On Thu, Dec 22, 2011 at 1:51 AM, Michael Dvorkin < reply@reply.github.com

wrote:

What about introducing :depth option?


Reply to this email directly or view it on GitHub: https://github.com/michaeldv/awesome_print/issues/66#issuecomment-3246111

michaeldv commented 12 years ago

Well, 'y' from yaml standard Ruby library is also dumping all the instance variables and accessors. It has been this way for years and I haven't heard any requests to change that behavior. awesome_print just adds some better formatting but as far as the content goes it's all the same.

pangloss commented 12 years ago

That may be true, but 'y' isn't typically used in the console to display the output for user consumption so I don't think the comparison is really apt.

I'm also not saying that this isn't a very useful feature, in fact I can think of many situations that using ap to see instance variables will be very handy.

The only thing that I think is a mistake is to make it the default behaviour when I inspect a value in my console.

In addition, don't you think this behaviour is really broken in a situation like the following?

[34] pry(main)> class Password; def initialize; @pw = 'abc'; end ; def inspect; "(Password #{'' \ @pw.length })"; end end nil [35] pry(main)> Password.new

<Password:0x00000ff8

@pw = "abc"

A hallmark of an excellent Ruby library is that it displays useful and intelligent information in the inspect method.
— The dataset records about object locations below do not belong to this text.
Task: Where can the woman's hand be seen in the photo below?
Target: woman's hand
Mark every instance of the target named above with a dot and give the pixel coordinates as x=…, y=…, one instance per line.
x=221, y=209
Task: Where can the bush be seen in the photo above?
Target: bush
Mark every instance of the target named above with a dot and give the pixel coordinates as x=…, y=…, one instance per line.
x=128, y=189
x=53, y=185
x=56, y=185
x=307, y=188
That is a long standing Ruby convention. Don't you think that this behaviour breaks some very valid assumptions about how Ruby objects are used?

Regards, Darrick

On Thu, Dec 22, 2011 at 2:26 AM, Michael Dvorkin < reply@reply.github.com

wrote:

Well, 'y' from yaml standard Ruby library is also dumping all the instance variables and accessors. It has been this way for years and I haven't heard any requests to change that behavior. awesome_print just adds some better formatting but as far as the content goes it's all the same.